As Pipe pulled into her driveway someday after a full shift on the put up workplace, her children ran to her. She was additionally greeted by Felicia Blindman, a 63-year-old public well being nurse who used to work for the tribe. The 2 sat in garden chairs into the night time and brainstormed methods to attach extra girls to providers — reminiscent of free prenatal courses.

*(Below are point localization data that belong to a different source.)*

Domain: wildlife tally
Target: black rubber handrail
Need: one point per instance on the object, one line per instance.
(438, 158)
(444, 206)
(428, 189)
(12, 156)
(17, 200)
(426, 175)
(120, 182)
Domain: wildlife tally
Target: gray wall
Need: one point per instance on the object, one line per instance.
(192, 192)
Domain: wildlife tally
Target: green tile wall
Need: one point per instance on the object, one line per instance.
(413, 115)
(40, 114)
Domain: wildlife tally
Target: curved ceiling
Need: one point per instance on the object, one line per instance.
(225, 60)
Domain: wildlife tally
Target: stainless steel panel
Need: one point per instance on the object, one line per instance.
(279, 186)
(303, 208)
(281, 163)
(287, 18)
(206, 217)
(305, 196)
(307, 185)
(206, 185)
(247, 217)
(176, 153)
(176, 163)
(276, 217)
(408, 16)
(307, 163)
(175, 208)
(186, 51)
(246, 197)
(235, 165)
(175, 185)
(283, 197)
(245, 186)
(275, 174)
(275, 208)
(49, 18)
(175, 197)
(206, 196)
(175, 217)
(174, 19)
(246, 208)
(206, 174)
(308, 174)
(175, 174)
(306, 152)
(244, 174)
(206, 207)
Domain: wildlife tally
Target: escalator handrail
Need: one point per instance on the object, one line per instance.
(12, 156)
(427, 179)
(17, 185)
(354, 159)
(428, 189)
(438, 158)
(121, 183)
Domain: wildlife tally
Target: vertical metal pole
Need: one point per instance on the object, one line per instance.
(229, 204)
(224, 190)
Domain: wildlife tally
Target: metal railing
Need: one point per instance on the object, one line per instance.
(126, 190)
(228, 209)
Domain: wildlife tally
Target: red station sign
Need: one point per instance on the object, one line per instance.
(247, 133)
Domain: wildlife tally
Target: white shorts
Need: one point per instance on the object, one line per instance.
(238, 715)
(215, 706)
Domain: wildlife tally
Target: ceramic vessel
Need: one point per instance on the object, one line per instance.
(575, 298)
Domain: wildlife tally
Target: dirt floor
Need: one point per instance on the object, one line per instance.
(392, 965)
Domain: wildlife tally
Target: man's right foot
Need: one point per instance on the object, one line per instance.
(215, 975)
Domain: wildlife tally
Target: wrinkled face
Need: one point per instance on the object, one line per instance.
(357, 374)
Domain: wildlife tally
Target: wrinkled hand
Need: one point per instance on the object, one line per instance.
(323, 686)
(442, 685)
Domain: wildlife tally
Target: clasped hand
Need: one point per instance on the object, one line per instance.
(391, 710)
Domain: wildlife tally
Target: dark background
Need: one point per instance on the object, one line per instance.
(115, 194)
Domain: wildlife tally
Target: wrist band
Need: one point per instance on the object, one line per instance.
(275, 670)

Pipe’s 4 youngest youngsters performed round them. Her 14-year-old daughter is already licensed as an Indigenous doula. Her 8-year-old daughter has begun serving to Pipe decide up prescriptions for mothers who dwell out of city and do not have vehicles. Pipe hopes someday they may try this work full-time.
Due to the misplaced Medicaid cost, Pipe mentioned, she’s going to proceed to stability her job together with her doula work, even when it means persuading extra folks to turn out to be doulas, reminiscent of household and revered neighborhood members, to cowl extra floor.
“It isn’t going to cease me from coaching extra delivery employees, extra younger folks, extra aunties,” Pipe mentioned. “For now, I suppose it is extra about grassroots, moccasins on the bottom, serving to one another.”
She mentioned which means telling pregnant individuals who stroll into the put up workplace she’s there to assist in the event that they want help. Not less than, so long as she’s not at her day job.
KFF Well being Information is a nationwide newsroom that produces in-depth journalism about well being points and is among the core working applications at KFF.